Wereldkampioen touwtrekken
Net als René had Tiny geen serieuze ambitie om de boerderij van haar ouders over te nemen. Zij begon na haar school aan een opleiding fysiotherapie, maar ze werd uiteindelijk drogist en (online) verkoper van gezondheidsproducten. Pratend over haar carrière vertelt ze dat ze enkele jaren geleden een burn-out kreeg en letterlijk geen stap meer kon zetten van vermoeidheid. Dat was een vreemde gewaarwording voor iemand die gewend was altijd in de hoogste versnelling te werken en aan topsport deed. Topsport? “Ja, ik speelde in de eredivisie basketbal en in 1986 was ik wereldkampioen touwtrekken.” Tiny pakt er een foto bij: “Kijk, daar staan we met onze ploeg ‘Spierkracht’ uit de Beemster – ik deed mee met drie zussen. En daar staat ook een trotse vader. Ik zal zijn glimlach nooit vergeten.”
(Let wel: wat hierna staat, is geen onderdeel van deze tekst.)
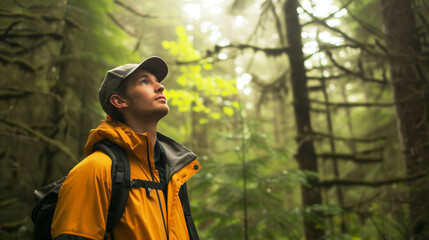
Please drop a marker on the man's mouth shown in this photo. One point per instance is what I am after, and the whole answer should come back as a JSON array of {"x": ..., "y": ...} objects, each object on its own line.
[{"x": 161, "y": 98}]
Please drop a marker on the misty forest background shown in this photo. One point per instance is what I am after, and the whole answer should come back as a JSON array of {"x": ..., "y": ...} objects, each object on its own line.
[{"x": 309, "y": 117}]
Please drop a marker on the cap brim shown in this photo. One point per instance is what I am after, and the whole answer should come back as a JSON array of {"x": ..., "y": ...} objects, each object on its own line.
[{"x": 154, "y": 65}]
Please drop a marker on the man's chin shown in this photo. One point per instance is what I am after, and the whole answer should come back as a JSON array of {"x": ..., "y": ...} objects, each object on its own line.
[{"x": 162, "y": 112}]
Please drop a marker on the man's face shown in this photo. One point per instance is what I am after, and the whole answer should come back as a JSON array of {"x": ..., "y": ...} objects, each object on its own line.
[{"x": 145, "y": 96}]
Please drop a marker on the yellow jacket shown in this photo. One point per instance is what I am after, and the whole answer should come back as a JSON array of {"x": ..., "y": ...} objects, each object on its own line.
[{"x": 84, "y": 198}]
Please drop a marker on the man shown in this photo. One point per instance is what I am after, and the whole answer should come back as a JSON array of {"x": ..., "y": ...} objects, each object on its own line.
[{"x": 132, "y": 97}]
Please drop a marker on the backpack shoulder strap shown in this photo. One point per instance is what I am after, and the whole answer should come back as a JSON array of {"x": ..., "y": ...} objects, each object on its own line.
[
  {"x": 192, "y": 230},
  {"x": 120, "y": 181}
]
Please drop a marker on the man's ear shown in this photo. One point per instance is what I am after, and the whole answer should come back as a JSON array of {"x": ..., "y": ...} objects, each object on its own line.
[{"x": 118, "y": 101}]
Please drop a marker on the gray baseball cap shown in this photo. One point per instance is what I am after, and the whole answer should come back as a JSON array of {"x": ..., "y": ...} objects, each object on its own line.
[{"x": 114, "y": 77}]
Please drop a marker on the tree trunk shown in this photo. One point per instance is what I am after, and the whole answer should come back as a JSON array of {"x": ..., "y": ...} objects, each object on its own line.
[
  {"x": 399, "y": 27},
  {"x": 305, "y": 154}
]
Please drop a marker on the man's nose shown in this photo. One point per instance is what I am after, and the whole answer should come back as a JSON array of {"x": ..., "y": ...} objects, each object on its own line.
[{"x": 159, "y": 88}]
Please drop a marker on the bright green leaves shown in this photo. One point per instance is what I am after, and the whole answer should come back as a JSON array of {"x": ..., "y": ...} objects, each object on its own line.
[
  {"x": 182, "y": 49},
  {"x": 202, "y": 90}
]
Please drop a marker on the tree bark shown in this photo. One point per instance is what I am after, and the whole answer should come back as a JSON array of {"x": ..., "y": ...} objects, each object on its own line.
[
  {"x": 306, "y": 155},
  {"x": 399, "y": 26}
]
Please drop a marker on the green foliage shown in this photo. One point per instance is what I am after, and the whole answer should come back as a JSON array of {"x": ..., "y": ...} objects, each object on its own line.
[{"x": 199, "y": 91}]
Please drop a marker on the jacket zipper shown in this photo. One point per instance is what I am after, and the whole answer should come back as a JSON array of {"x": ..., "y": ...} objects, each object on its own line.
[{"x": 157, "y": 194}]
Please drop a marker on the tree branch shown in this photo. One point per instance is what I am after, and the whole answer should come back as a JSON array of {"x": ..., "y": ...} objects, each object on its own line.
[
  {"x": 42, "y": 137},
  {"x": 359, "y": 75},
  {"x": 134, "y": 10},
  {"x": 268, "y": 51},
  {"x": 346, "y": 139},
  {"x": 13, "y": 91},
  {"x": 351, "y": 157},
  {"x": 20, "y": 62},
  {"x": 356, "y": 104},
  {"x": 375, "y": 183}
]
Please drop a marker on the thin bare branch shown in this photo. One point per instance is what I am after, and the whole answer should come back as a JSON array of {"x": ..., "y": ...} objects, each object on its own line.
[
  {"x": 351, "y": 157},
  {"x": 374, "y": 183},
  {"x": 60, "y": 146},
  {"x": 134, "y": 10}
]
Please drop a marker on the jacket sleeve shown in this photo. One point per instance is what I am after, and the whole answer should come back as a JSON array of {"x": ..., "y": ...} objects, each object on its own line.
[{"x": 83, "y": 200}]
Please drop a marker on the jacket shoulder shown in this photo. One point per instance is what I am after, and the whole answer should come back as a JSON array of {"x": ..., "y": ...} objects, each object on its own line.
[{"x": 97, "y": 163}]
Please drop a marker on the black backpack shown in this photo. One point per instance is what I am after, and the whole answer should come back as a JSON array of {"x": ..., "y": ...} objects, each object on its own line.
[{"x": 46, "y": 197}]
Binnen de dijken zijn we allemaal buren”
Tiny heeft de touwen al lang geleden in de wilgen gehangen, maar René traint nog twee keer in de week, in Nibbixwoud. Die burn-out is ze gelukkig overheen en die heeft trouwens ook iets goeds gebracht: “Ik geniet nu meer dan voorheen van deze mooie plek waar wij wonen.” Wat er al niet op tafel kan komen bij een spontane ontmoeting op een zondagochtend. Het is zoals René zegt: “Achter iedere voordeur schuilt een verhaal.”
Steeds meer hokjesmensen
Maakt het hen iets uit dat de gemeenten Purmerend en de Beemster per 1 januari 2022 fuseren? “Au! dat doet pijn!”, zo reageert Tiny lachend en met de blik op René. “Ik kan daar inderdaad slecht mee omgaan”, vertelt hij. “Vroeger zaten we bij de ‘algemene dienst’ en het werk was ook algemeen. We konden heel veel zelf oppakken. In de gemeente Purmerend heb je overal specialisten voor. Wij van het groen mogen niet meer aan een omgevallen verkeersbord komen – daarvoor moeten we Purmerend bellen. Alles wordt opgedeeld in specialismen – die trend is al langer gaande – en ik ben bang dat ik straks heel eenzijdig werk heb, maar ik wil afwisseling.” Tiny: “Hij is een generalist. Dat heeft ie waarschijnlijk geleerd op de boerderij, daar moet je ook alles zelf kunnen.”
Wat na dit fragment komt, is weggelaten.